Deus é amor e isso foi mostrado da forma mais bela que existe, que é a autodoação. Ele se entregou para que tivéssemos um relacionamento com ele e com os que fazem parte desse propósito supremo, cheio de novidades.

Foi-nos ensinado como ser, agir e o que precisa ser feito para que haja um fluxo de conexão interminável. E o melhor de tudo é que temos ferramentas de ligação dentro de nós, prontas para serem usadas, sem limites.

Se entendermos que a nossa vida precisa de sentido e só o conseguimos quando transcendemos a nós mesmos, para ajudar o próximo, nos sentiremos menos solitários. Enquanto focarmos no individual, tudo ficará vazio.

Parece haver algum tipo de magnetismo que une as pessoas, através do sofrimento. Nas piores horas, conhecemos a todos como são, de fato, sem censura. Inclusive, nos enxergamos como realmente somos.

Ajudar alguém nos dá uma satisfação única, que não existe com o que comparar. É um salário que nos remunera de uma forma singular, imediata e duradoura. Acontece uma conexão maior do que em momentos alegres.

A nossa ajuda tem uma função palpável no nosso organismo, pois parece que ganhamos um terceiro pulmão e respiramos melhor. O que quer que tenha custado, sempre irá valer a pena e se transformará em retorno.

Essa força projetada do e para o nosso ser, ao se compadecer de alguém, é muito além de qualquer dor que estejamos sentindo. Ela é natural e inquebrável, como a lei da gravidade. Faz parte do projeto de todo ser humano.

Nos sentimos compreendidos, iguais, aceitos e principalmente acolhidos. Parece que, com esse movimento, nos assemelhamos mais a Deus. Que pode ser considerado o melhor exemplo de sacrifício vivo (2 Coríntios 5.15).

A dor une pessoas, verdadeiramente, pois, essa é a forma da maestria divina em chegar na humanidade. Através do pior sofrimento de todos os tempos, hoje somos salvos e possuidores de uma vida que nunca termina (João 3.16).

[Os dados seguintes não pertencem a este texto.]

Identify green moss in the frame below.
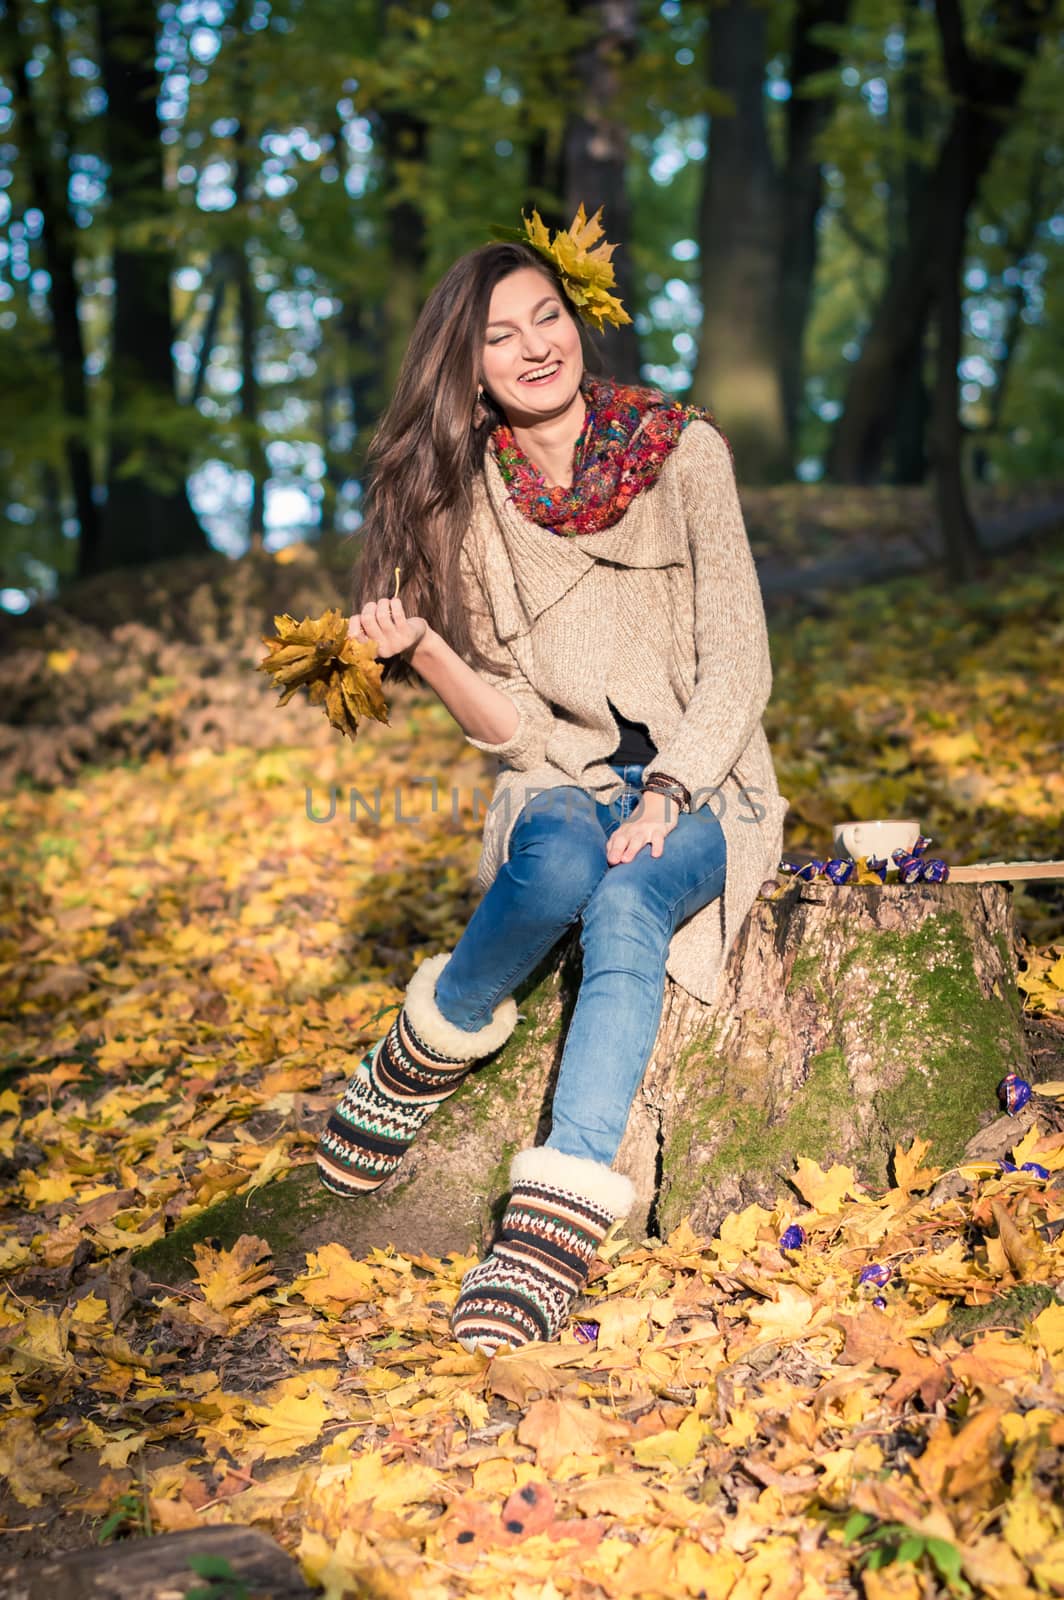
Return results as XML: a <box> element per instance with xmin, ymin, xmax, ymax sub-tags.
<box><xmin>661</xmin><ymin>905</ymin><xmax>1026</xmax><ymax>1227</ymax></box>
<box><xmin>133</xmin><ymin>1165</ymin><xmax>334</xmax><ymax>1284</ymax></box>
<box><xmin>857</xmin><ymin>909</ymin><xmax>1027</xmax><ymax>1166</ymax></box>
<box><xmin>785</xmin><ymin>948</ymin><xmax>828</xmax><ymax>1006</ymax></box>
<box><xmin>661</xmin><ymin>1019</ymin><xmax>862</xmax><ymax>1221</ymax></box>
<box><xmin>944</xmin><ymin>1284</ymin><xmax>1061</xmax><ymax>1342</ymax></box>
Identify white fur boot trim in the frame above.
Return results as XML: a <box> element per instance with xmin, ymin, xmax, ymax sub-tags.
<box><xmin>402</xmin><ymin>951</ymin><xmax>519</xmax><ymax>1063</ymax></box>
<box><xmin>510</xmin><ymin>1145</ymin><xmax>636</xmax><ymax>1221</ymax></box>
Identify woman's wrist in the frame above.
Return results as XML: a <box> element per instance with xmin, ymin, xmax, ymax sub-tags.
<box><xmin>409</xmin><ymin>624</ymin><xmax>440</xmax><ymax>673</ymax></box>
<box><xmin>635</xmin><ymin>787</ymin><xmax>678</xmax><ymax>818</ymax></box>
<box><xmin>641</xmin><ymin>771</ymin><xmax>691</xmax><ymax>813</ymax></box>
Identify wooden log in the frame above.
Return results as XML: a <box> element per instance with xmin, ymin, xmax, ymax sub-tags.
<box><xmin>135</xmin><ymin>881</ymin><xmax>1030</xmax><ymax>1282</ymax></box>
<box><xmin>0</xmin><ymin>1526</ymin><xmax>313</xmax><ymax>1600</ymax></box>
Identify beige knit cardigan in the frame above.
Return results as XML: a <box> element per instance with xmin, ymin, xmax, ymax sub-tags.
<box><xmin>455</xmin><ymin>419</ymin><xmax>789</xmax><ymax>1007</ymax></box>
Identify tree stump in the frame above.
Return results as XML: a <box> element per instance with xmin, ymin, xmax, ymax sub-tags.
<box><xmin>137</xmin><ymin>881</ymin><xmax>1030</xmax><ymax>1283</ymax></box>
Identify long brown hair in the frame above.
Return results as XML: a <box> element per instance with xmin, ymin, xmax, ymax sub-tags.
<box><xmin>348</xmin><ymin>241</ymin><xmax>600</xmax><ymax>686</ymax></box>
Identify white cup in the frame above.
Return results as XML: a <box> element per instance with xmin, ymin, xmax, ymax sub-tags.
<box><xmin>832</xmin><ymin>818</ymin><xmax>921</xmax><ymax>861</ymax></box>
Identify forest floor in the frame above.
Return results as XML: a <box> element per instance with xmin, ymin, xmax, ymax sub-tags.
<box><xmin>1</xmin><ymin>504</ymin><xmax>1063</xmax><ymax>1597</ymax></box>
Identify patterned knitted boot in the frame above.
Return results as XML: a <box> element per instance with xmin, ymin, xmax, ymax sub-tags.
<box><xmin>450</xmin><ymin>1147</ymin><xmax>636</xmax><ymax>1355</ymax></box>
<box><xmin>316</xmin><ymin>951</ymin><xmax>518</xmax><ymax>1197</ymax></box>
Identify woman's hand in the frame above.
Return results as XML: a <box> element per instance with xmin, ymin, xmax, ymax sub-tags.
<box><xmin>349</xmin><ymin>597</ymin><xmax>428</xmax><ymax>661</ymax></box>
<box><xmin>606</xmin><ymin>788</ymin><xmax>681</xmax><ymax>865</ymax></box>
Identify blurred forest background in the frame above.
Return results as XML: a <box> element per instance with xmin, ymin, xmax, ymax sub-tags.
<box><xmin>0</xmin><ymin>0</ymin><xmax>1061</xmax><ymax>607</ymax></box>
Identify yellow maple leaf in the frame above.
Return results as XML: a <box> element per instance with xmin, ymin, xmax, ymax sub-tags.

Aprendemos demais com o Senhor se formos seus imitadores, seja no conforto ou não. Em toda e qualquer situação somos parte de algo amplo e que envolve uma teia de relacionamentos preparada para funcionar.

Por isso e muito mais, com atenção à história de Jó, vemos que seus amigos não conseguiram se conectar a ele. Importava mais estarem respaldados por sua própria sabedoria, do que estender a mão para um amigo querido.